The other perverse effect of the crackdown on pain pills is that it has driven nonmedical users toward black-market substitutes, which are far more dangerous because their potency is highly variable and unpredictable. A 2017 study reported in the journal Addictive Behaviors, for example, found that the share of people entering addiction treatment who said heroin was the first opioid they tried rose nearly fourfold between 2005 and 2015.

"Our data document that, as the most commonly prescribed opioids— hydrocodone and oxycodone—became less accessible due to supply-side interventions, the use of heroin as an initiating opioid has grown at an alarming rate," the researchers reported. "Given that opioid novices have limited tolerance to opioids, a slight imprecision in dosing inherent in heroin use is likely to be an important factor contributing to the growth in heroin-related overdose fatalities in recent years."

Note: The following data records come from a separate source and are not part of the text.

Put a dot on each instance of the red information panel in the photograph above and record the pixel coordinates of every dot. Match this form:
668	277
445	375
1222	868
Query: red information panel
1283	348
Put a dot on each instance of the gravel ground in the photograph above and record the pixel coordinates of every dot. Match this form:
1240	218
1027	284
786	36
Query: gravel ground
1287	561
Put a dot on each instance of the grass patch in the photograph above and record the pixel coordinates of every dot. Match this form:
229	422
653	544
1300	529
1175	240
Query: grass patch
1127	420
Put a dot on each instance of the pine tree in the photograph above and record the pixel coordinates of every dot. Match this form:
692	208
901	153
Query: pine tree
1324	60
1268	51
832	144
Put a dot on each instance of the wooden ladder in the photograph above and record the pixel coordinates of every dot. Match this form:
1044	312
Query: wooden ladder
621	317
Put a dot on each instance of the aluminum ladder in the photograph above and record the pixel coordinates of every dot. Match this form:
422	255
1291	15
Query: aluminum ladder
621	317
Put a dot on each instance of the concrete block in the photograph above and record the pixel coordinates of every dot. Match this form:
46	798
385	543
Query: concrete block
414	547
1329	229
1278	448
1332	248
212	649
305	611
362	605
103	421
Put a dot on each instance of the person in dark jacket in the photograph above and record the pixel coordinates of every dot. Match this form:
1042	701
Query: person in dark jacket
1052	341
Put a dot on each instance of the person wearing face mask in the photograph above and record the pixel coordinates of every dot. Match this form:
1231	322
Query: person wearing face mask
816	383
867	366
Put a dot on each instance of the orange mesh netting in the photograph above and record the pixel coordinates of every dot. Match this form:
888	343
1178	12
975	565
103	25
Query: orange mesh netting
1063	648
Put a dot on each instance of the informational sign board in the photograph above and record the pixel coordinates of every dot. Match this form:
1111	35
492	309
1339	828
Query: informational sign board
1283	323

That problem has only been magnified in recent years as illegally produced fentanyl, which is much more potent than heroin, has become increasingly common as a heroin booster or substitute, which has increased the variation in the strength of black-market opioids. The category of opioids that includes fentanyl and its analogs accounted for 73 percent of opioid-related deaths in 2019, up from 14 percent in 2010. "Natural and semisynthetic opioids," which include commonly prescribed analgesics such as hydrocodone and oxycodone, were noted in connection with less than a quarter of opioid-related deaths, and many of those cases also involved heroin or fentanyl. The number of opioid-related deaths in 2019 was higher than ever before, and preliminary data suggest the record was broken once again in 2020.

*CORRECTION: This post originally reported that the fatal injuries examined by the study included overdose deaths, which is consistent with how the CDC defines "unintentional injury" (i.e., to include deaths from poisoning). The study was actually limited to "mortality after traumatic injury" caused by hazards such as car crashes, falls, drowning, fires, machinery mishaps, and suffocation. The post has been corrected accordingly.